The new tax, implemented through Finance Act Number 13 of 2023 and effective from January 1, 2024, requires the purchaser of a mining title to pay a tax of 20 percent of the entire transaction value, including those dating back to the past decade.

According to the Chamber, a key concern is protecting companies that previously complied with the law when disposing of mineral rights. Issacs Kwesu CEO of CoMZ, expressed optimism that the government will consider the Chamber’s submissions “to promote capital inflows in exploration activities that guarantee sustained development and growth for our mining industry in the medium to long term.”

The new tax differs significantly from a traditional capital gains tax in two key ways. Firstly, it is levied on the entire transaction value, not just the seller’s capital gain. Secondly, the purchaser, not the seller, is liable for the tax. This places a much higher tax burden on the buyer compared to a standard capital gains tax where the seller pays tax on the profit earned from the sale.
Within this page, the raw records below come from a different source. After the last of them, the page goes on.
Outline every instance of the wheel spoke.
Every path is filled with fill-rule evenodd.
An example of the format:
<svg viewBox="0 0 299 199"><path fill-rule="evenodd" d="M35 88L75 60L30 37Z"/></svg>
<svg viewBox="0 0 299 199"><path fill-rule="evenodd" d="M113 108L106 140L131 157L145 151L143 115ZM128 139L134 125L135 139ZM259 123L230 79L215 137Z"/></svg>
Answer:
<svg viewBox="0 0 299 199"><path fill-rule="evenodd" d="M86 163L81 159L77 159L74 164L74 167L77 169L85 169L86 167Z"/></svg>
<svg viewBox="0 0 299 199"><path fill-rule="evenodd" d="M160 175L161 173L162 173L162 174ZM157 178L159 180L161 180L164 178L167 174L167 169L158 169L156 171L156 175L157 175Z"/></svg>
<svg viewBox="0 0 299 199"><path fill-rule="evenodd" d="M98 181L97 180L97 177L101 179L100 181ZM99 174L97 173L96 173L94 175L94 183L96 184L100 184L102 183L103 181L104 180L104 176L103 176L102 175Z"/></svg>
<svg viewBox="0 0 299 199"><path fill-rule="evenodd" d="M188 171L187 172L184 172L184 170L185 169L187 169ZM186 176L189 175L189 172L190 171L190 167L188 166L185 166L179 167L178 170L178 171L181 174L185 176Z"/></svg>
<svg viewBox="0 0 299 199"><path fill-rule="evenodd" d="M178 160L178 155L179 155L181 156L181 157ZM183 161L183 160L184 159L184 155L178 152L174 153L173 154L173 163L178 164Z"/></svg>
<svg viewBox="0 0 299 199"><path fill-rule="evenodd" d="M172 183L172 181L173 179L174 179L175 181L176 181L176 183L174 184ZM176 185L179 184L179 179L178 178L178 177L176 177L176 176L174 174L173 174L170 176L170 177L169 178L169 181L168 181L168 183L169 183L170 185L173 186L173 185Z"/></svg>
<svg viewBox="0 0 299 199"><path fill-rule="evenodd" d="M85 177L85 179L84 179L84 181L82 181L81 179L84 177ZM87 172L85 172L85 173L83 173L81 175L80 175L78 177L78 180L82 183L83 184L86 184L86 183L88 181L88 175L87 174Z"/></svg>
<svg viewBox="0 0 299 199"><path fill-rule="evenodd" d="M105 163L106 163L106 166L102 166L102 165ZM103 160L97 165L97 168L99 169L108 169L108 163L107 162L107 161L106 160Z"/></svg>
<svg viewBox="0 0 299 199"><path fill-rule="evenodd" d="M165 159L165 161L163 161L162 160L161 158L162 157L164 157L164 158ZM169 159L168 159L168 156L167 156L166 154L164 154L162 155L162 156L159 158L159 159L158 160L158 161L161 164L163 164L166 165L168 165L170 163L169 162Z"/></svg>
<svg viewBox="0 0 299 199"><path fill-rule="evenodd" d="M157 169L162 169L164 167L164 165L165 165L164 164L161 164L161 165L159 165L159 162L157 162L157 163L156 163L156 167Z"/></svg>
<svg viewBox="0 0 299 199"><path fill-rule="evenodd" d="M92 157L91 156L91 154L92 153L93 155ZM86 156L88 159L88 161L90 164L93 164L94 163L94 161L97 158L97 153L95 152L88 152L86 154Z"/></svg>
For instance, under a typical 20 percent capital gains tax, if a mining title is sold for US$1 million, with a purchase price of US$500,000, the capital gain would be US$500,000. The tax on this gain would amount to US$100,000. However, under the new law, the tax would be US$200,000, which is 20 percent of the entire transaction value.

The Chamber of Mines believes that the current policy might hinder investment in exploration activities, which are crucial for the long-term growth of Zimbabwe’s mining industry. They are hopeful that their discussions with the government will lead to a revision of the policy to create a more investment-friendly environment.